Nach Ansicht von Experten durchläuft Mexiko zurzeit eine ähnlich schwierige Phase wie Kolumbien in den 90er Jahren. "Die Kartelle in Mexiko treten in besonderem Maße gewaltsam auf, mit einer Brutalität, die man nur als entfesselte Gewalt bezeichnen kann", erklärt Günther Maihold, stellvertretender Leiter der Stiftung Wissenschaft und Politik, der zurzeit zum Thema organisierte Kriminalität am Wilhelm und Alexander von Humboldt-Lehrstuhls in Mexiko forscht.

Grund dafür sei vor allem die Fragmentierung der Kartelle. "Die Zersplitterung hat die Zahl der Gewaltakteure vervielfältigt und die Konkurrenz um die Transitrouten und Vertriebswege verschärft", erläutert Maihold.


Ordnungsgaranten oder Komplizen der Drogenmafia? Mexikos Bevölkerung hat kaum Vertrauen in ihre Sicherheitskräfte


Edgardo Buscaglia, Experte für Wirtschaftskriminalität an der Colombia University, will nicht mehr länger untätig zusehen. Er ruft zu Massenprotesten auf: "Die Zivilgesellschaft muss auf die Straße gehen, so wie 1989 in Kolumbien nach der Ermordung des Präsidentschaftskandidaten Luis Carlos Galán durch die Drogenmafia", erklärt er. Nur Massenproteste könnten langfristig eine Reinigung des mexikanischen Staates erzwingen.


Parlament in der Pflicht

Buscaglia forderte zudem das mexikanische Parlament auf, Gesetze zu verabschieden, die Verbindungen von politischen Verantwortungsträgern zu kriminellen Vereinigungen erschweren. "Wir müssen die Vorteilsnahme und den Missbrauch von öffentlichen Geldern unter Strafe stellen, so wie dies bereits in Deutschland, Japan, Frankreich und Kanada geschieht", sagte er im Gespräch mit der DW.

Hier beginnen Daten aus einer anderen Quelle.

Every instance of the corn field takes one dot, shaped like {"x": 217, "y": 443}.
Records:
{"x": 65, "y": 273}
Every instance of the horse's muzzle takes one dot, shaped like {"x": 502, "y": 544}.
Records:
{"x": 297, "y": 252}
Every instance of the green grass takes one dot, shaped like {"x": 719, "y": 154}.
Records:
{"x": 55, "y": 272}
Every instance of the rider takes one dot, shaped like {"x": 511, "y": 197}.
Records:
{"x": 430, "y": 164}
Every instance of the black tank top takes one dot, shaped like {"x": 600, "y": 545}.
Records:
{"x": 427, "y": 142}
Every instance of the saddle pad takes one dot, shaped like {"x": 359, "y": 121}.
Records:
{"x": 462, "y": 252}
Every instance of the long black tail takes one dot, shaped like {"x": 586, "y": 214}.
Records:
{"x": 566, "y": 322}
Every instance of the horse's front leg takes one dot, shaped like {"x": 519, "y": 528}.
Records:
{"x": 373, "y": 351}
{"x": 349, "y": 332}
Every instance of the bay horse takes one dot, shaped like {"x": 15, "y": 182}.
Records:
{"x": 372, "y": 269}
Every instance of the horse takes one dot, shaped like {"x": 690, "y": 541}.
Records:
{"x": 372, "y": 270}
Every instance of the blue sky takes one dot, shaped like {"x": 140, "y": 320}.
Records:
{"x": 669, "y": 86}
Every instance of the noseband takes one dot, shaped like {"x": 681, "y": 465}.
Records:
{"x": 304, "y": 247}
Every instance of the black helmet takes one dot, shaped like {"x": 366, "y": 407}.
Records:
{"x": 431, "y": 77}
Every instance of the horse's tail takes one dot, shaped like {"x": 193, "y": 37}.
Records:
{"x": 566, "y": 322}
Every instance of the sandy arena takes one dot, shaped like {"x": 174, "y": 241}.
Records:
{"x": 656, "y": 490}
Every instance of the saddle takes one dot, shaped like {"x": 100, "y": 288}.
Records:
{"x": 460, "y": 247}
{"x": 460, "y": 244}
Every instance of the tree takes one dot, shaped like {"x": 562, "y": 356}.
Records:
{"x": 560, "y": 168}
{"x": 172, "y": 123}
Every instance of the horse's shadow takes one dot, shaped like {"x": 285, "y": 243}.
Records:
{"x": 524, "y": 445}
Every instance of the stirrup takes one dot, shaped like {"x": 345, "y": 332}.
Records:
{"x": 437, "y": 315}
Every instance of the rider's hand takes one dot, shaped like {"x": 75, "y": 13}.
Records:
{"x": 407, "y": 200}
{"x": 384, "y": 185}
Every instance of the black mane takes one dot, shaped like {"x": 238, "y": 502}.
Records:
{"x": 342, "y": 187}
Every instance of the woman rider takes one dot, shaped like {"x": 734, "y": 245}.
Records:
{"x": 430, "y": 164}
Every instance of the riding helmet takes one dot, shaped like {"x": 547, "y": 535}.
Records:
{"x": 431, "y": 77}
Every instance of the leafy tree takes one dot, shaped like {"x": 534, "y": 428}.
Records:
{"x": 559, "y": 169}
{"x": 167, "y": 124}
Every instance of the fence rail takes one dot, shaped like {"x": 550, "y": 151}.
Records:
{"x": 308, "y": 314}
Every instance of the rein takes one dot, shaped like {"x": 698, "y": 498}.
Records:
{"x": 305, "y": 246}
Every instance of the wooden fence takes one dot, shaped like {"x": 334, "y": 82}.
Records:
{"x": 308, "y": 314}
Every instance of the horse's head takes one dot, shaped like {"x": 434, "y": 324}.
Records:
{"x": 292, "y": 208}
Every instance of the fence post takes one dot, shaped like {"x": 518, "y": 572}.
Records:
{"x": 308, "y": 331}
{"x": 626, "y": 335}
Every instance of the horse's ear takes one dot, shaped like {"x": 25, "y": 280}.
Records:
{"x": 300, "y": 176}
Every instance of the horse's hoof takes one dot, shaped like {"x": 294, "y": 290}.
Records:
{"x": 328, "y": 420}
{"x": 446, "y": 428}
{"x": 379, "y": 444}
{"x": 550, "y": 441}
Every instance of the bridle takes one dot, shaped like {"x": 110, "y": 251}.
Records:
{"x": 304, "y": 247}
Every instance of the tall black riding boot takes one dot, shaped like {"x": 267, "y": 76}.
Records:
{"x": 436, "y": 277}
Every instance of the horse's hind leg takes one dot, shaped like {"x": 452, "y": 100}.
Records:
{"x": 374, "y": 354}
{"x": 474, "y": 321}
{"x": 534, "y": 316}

Günther Maihold gibt sich zurückhaltender. "In Mexiko haben sich Korruption und organisiertes Verbrechen in den Strukturen des Staates eingenistet. Eine plötzliche Wende ist nicht zu erwarten sein", meint er.


Nach Angaben Maiholds unterstützen Kolumbien und die USA Mexiko bereits bei der Reform der Polizei. "Das Hauptproblem ist die Verteilung", meint Maihold. "Die Erweiterungen im Fähigkeitsprofil der Polizeikräfte finden meist auf der Ebene der Bundespolizei und in einigen Bundesstaaten statt." Nötig sei aber vor allem die Unterstützung der lokalen Polizei, die am meisten vom organisierten Verbrechen unterwandert werde.